Şuarâ; 26/61-62
فَلَمَّا تَرَآءَ الْجَمْعَانِ قَالَ أَصْحَابُ مُوسٰى إِنَّا لَمُدْرَكُونَ *قَالَ كَلاَّ إِنَّ مَعِيَ رَبّ۪ي سَيَهْد۪ينِ
"İki topluluk birbirini görünce, Hz. Musa'nın adamları: 'İşte yakalandık!' dediler. Hz. Musa: 'Asla!' dedi. 'Rabbim, şüphesiz benimledir, bana yol gösterecektir.' " (Şuarâ sûresi, 26/61-62)
Toplum maddeperest bir mülâhaza ile probleme bakıyor; Hz. Musa da onlara yaklaşırken onların bu hususiyetlerini nazara alıyordu. Evet, bu cemaat büyük ölçüde maddî yönleri galip, akılları gözlerine inmiş, metafizik âleme kapalı olageldiklerinden, bu özelliklere sahip bir cemaatin eğitilmesi, peygamberlik yolunu düşünüp benimsemeleri için uzun bir gayret gerekiyordu. Onun içindi ki, Hz. Musa, hayatı boyunca öyle bir yolu seçti; durmadan-usanmadan hep bu uğurda mücadele verdi. İşte mealini verdiğimiz âyet-i kerimede o günkü Yahudilerin bu özelliğine dikkat çekiliyordu. Firavun orduları onları takip ettiği esnada Kızıldeniz harikulâdeden, onların geçmesine imkân verecek tarzda yarılmış. İşte tam bu sırada bile Yahudiler, bütün bunların Allah'ın kudretiyle olagelen bir mucize olduğunu gözardı ederek, "Yakalandık!" deyivermişlerdi. Bu maddeperest cemaat karşısında Hz. Musa, tekitli bir cümle ile onlara, inandırmak için "Rabbim, şüphesiz benimledir, bana yol gösterecektir." diyordu.

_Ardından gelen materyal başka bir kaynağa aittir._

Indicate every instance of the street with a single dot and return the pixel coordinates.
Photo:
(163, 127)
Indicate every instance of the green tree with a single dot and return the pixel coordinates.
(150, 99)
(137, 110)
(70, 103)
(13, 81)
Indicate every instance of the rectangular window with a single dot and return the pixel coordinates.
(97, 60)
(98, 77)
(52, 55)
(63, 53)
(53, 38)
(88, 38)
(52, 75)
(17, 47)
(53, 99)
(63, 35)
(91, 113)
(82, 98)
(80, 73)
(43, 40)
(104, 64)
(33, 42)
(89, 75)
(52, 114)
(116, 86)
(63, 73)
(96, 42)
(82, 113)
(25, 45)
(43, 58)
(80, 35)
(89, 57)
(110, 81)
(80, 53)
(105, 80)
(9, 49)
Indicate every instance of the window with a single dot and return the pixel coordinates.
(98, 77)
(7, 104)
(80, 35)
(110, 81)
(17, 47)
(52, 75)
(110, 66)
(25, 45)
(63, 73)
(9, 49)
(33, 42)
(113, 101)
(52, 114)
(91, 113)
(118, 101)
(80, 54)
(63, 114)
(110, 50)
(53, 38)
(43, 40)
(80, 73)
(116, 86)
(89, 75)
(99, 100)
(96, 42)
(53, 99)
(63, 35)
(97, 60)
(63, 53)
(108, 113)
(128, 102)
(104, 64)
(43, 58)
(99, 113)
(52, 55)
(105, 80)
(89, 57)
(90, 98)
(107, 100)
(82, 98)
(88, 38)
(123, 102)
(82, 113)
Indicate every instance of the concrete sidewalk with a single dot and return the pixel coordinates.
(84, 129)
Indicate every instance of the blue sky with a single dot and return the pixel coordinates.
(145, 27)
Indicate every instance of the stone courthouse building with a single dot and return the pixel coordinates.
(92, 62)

Kâdı Beyzâvî, tefsirinde bu âyeti tahlil ederken, Hz. Musa (aleyhisselâm) ile Hz. Muhammed'i (sallallâhu aleyhi ve sellem) karşılaştırır. Böylesi bir tehlike ortamında Hz. Musa'nın إِنَّ مَعِيَ رَبّ۪ي سَيَهْد۪ينِ gelecek zaman kipiyle "Rabbim bana yol gösterecektir." sözü ile, hicret esnasında mağaraya sığındıkları anda, müşriklerin kendilerini görüp yakalama ihtimalinin belirmesi üzerine, Hz. Ebû Bekir'in endişelerine karşı لاَ تَحْزَنْ إِنَّ اللّٰهَ مَعَنَا "Tasalanma, mahzun olma, Allah bizimle beraberdir."[1] diyen Hz. Muhammed'in (sallallâhu aleyhi ve sellem) sözlerini mukayese ederek, Efendimiz'in Allah'a olan güveninin sınırsızlığıyla O'nun güveninin fâikiyetine işaret eder.[2]

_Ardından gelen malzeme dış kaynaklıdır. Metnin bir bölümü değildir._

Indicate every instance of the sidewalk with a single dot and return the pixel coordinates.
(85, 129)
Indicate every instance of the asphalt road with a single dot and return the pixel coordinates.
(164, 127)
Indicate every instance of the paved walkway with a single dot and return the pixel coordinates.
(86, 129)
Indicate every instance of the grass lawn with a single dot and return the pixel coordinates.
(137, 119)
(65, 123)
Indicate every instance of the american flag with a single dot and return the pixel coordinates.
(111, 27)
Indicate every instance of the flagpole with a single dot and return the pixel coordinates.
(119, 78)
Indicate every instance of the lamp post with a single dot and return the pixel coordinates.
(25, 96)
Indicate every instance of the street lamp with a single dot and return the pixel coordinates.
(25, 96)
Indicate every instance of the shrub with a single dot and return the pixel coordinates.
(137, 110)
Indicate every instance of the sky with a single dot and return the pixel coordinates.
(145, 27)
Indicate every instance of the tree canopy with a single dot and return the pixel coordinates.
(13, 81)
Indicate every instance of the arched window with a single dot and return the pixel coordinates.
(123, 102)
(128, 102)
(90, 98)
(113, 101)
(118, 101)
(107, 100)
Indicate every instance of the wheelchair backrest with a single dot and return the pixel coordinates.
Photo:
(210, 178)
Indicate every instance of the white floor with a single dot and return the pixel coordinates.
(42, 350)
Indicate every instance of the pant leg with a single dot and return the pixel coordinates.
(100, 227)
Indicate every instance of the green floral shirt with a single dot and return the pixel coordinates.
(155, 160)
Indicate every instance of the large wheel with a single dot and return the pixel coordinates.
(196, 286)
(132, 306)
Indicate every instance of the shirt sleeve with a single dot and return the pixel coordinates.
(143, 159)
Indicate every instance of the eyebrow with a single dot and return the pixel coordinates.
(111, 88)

Hiç şüphesiz böyle bir üslûpta Hz. Musa'nın muhataplarıyla Efendimiz'in muhatabının tevekkül, teslim ve tefviz farklılığı da önemli bir saiktir. Makam-ı sıddîkiyetin zirvesini tutmuş, peygamberinin dudaklarından dökülen her şeyi hiçbir tereddüde düşmeden kabul eden bir insana hitapla, elbetteki her meselede peygamberlerini sorgulayan bir topluma hitap aynı seviyede olmayacaktı ve olmadı da.
[1] Tevbe sûresi, 9/40.
[2] Bkz.: Kâdı Beyzâvî, Envâru't-tenzîl ve esrâru't-te'vîl, 1/10.
- tarihinde hazırlandı.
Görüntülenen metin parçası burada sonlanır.